Independent biopharmaceutical company Specialised Therapeutics Asia (ST) is pleased to announce that a new therapy to treat rare gastrointestinal stromal tumours (GIST) shown to improve survival has been approved for use in Singapore.
Image Source : Public Domain

Image Source : Public Domain

  • Singapore's Health Sciences Authority (HSA) has approved QINLOCK® (ripretinib) for the treatment of patients with 4th line GIST

  • QINLOCK significantly reduced the risk of disease progression or death by 85% and showed clinically meaningful overall survival in the INVICTUS Phase 3 Study1,2

The therapy, QINLOCK (ripretinib) is now approved by the Health Sciences Authority (HSA) "for the treatment of adult patients with advanced gastrointestinal stromal tumours (GIST) who have received prior treatment with 3 or more kinase inhibitors, including imatinib, sunitinib, and regorafenib".

Singapore-based senior consultant in medical oncology Dr Richard Quek said QINLOCK represented a major treatment advancement for patients with advanced GIST.

"Since 2013, despite multiple attempts and studies, no therapy was shown to be effective for 4th line GIST patients whose cancers have progressed on existing treatment, until the discovery of QINLOCK," Dr Quek said.

In the pivotal INVICTUS study that led to QINLOCK's approval, QINLOCK was shown to significantly delay cancer progression.

"This approval in Singapore clearly provides an opportunity for us to improve the outcomes of our GIST patients who are refractory to the current existing treatment."

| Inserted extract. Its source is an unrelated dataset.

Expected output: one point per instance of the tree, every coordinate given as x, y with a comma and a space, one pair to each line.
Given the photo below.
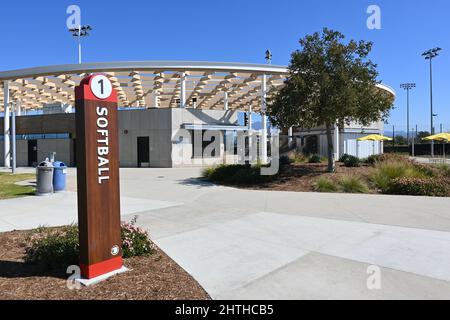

QINLOCK is an oral medication used to treat GIST in people who have received at least three prior treatments. It belongs to a drug class called tyrosine kinase inhibitors and works by blocking specific tumour proliferation pathways.2

A pivotal Phase 3 clinical trial of QINLOCK – the INVICTUS study – demonstrated that QINLOCK was able to significantly reduce the risk of disease progression by 85% (hazard ratio of 0.15, p<0.0001) with a median progression-free survival of 6.3 months in patients administered QINLOCK, compared to 1.0 month in the placebo arm.1 QINLOCK was associated with clinically meaningful overall survival of 15.1 months vs 6.6 months and reduced the risk of death by 64% (hazard ratio of 0.36). The objective response rate by Blinded Independent Central Review using modified Response Evaluation Criteria in Solid Tumors (RECIST) was 9.4% with QINLOCK vs 0.0% with placebo (p=0.0504).1,3

In addition, in a long-term follow up analysis of the INVICTUS trial, patients in the QINLOCK arm demonstrated a median overall survival of 18.2 months compared to 6.3 months in the placebo arm and reduced the risk of death by 59% (hazard ratio of 0.41).The objective response rate was 11.8% with QINLOCK vs 0.0% with placebo.3

ST Chief Executive Officer Carlo Montagner said the Singapore approval followed the recent approval of QINLOCK in New Zealand, as well as regulatory and reimbursement approval in Australia.

"Achieving these critical regulatory milestones is testament to the dedication of our regulatory teams to make QINLOCK available to all eligible patients in Singapore who are impacted by this rare gastrointestinal cancer."